Alcallech, Buenafuente y Grudes

sábado, 24 mayo 1975 1 Por Herrera Casado

 

La pauta inicial de los cenobios religiosos, en el Señorío de Molina, la dieron los canónigos regulares de San Agustín en tiempos del primer conde molinés, don Manrique de Lara, regente que fue también del reino caste­llano durante la minoría de Alfonso VIII.

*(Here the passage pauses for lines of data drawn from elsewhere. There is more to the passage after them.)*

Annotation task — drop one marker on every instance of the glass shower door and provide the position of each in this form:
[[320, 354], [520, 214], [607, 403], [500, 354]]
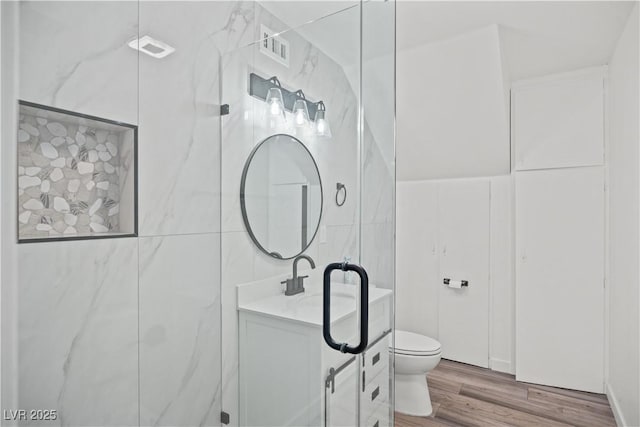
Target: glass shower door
[[307, 220]]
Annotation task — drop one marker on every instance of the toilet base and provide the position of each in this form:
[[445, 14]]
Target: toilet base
[[412, 395]]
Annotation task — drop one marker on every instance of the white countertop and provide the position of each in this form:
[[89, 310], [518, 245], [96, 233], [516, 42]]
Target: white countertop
[[266, 299]]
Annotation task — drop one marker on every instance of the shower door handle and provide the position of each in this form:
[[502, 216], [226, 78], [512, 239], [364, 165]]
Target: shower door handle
[[364, 308]]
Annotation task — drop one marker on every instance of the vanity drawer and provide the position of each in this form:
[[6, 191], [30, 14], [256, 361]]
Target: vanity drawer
[[375, 394], [380, 417], [376, 359]]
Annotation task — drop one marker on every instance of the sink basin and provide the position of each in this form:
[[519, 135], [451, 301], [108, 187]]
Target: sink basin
[[267, 298], [337, 299]]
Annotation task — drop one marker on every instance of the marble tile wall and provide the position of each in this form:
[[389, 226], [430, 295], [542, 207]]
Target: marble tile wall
[[176, 103], [78, 331], [180, 330]]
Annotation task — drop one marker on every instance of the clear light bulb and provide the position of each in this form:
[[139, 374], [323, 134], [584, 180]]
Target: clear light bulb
[[300, 118], [300, 113], [275, 108], [322, 125]]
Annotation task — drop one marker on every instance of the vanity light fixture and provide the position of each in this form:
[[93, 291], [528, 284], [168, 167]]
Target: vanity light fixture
[[322, 125], [279, 99], [152, 47], [274, 99], [300, 111]]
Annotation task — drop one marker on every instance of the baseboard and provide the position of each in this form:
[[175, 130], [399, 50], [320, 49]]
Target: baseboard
[[615, 407], [501, 366]]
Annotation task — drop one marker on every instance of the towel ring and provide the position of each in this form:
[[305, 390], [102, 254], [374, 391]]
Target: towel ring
[[340, 187]]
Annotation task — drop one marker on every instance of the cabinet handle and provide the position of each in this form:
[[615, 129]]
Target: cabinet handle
[[375, 393], [376, 359], [364, 308]]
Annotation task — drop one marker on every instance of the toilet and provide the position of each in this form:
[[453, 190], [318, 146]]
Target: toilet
[[415, 355]]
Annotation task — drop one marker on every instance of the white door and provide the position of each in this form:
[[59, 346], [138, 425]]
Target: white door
[[559, 277], [463, 211]]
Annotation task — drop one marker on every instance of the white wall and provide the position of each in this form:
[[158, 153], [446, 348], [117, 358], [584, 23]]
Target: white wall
[[623, 376], [452, 119]]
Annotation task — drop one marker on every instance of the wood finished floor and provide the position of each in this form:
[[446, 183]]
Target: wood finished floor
[[465, 395]]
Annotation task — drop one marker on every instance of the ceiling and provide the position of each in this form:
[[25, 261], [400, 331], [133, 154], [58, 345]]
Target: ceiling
[[538, 37]]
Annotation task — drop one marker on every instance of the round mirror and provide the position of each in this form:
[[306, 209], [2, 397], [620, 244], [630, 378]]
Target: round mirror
[[281, 196]]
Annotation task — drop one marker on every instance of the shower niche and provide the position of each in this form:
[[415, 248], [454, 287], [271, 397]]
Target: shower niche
[[77, 175]]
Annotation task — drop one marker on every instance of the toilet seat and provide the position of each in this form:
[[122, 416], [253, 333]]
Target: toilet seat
[[412, 344]]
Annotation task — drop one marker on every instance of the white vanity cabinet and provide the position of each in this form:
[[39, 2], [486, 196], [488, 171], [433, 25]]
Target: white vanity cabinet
[[290, 377]]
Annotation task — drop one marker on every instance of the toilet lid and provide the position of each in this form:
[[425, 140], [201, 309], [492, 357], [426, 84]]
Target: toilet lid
[[415, 344]]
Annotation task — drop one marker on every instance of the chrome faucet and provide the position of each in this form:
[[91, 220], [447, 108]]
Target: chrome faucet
[[295, 285]]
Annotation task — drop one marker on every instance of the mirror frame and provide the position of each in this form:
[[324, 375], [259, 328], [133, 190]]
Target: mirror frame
[[243, 207]]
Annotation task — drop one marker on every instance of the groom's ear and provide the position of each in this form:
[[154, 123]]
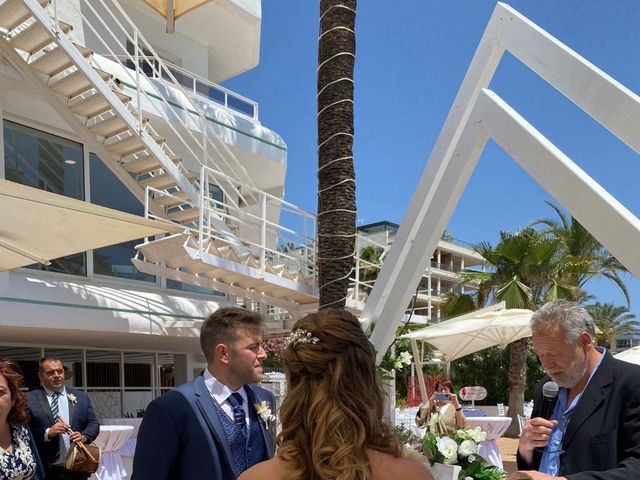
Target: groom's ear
[[221, 352]]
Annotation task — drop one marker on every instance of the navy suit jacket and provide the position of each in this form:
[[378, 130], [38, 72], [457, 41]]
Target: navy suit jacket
[[181, 436], [602, 440], [81, 416]]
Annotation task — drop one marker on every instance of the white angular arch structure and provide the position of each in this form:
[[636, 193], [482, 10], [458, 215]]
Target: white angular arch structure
[[479, 114]]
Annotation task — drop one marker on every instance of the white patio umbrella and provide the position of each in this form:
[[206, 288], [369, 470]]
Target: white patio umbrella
[[476, 331], [472, 332], [631, 355]]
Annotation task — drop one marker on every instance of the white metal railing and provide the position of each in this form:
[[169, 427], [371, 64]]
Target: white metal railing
[[276, 231], [115, 32], [201, 86]]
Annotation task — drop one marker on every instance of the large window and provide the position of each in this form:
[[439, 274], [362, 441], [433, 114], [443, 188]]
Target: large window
[[108, 191], [50, 163]]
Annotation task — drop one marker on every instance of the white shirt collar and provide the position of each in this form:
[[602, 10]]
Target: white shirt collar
[[63, 391], [219, 391]]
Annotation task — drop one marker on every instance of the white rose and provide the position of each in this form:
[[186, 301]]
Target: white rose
[[406, 357], [467, 447], [449, 449], [477, 435]]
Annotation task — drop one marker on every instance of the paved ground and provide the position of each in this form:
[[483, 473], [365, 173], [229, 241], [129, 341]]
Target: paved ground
[[508, 448]]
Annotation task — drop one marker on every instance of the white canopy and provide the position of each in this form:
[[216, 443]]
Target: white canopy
[[631, 355], [471, 333], [476, 331], [37, 226]]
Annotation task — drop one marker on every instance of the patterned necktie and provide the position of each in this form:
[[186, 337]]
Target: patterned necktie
[[235, 399], [54, 406]]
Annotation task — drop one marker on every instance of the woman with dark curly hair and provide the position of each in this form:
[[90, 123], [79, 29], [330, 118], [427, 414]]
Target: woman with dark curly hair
[[19, 458], [331, 417], [442, 413]]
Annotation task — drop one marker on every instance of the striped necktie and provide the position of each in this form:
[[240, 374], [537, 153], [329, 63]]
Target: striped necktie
[[235, 399], [54, 406]]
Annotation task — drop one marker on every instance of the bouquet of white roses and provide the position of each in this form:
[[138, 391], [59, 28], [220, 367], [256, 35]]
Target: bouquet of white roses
[[461, 448]]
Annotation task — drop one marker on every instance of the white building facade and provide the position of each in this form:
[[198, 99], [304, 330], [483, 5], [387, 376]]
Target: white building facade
[[441, 277], [99, 103]]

Parece ser que hacia 1136 ya se instalaron, cerca del Tajo, en lo que entonces era frontera con Al-Andalus, un par de conventos de estos mon­jes venidos de Francia. Dice así Sánchez Portocarrero al hablar de ellos: «El principal destos dos conventos era el de Santa María de Alcallex, junto del lugar de Aragoncillo, a menos de dos leguas de Molina, cuyo sitio oy conserva el nombre con el templo de su conbento, y una antiquísima ima­gen de Nuestra Señora». El otro monasterio, al que se refería, filial del primero, era el de Buenafuente.

No es hasta 1176 que aparece el primer documento de estos monasterios, dando fe de su existencia en aquella remota edad. Sus habitantes eran venidos del monasterio del Monte Bertaldo, en la diócesis Xantonense, y su aliento culturizador fue extraordinario. Ellos iniciaron nuevos sistemas de explotación agrícola e industrial. Por ello fue que en dicho año de 1176, el conde de Molina, don Pedro, les confirmó la tenencia de las salinas de Anquela, que les habían regalado don Juan de Coba y doña Carmona.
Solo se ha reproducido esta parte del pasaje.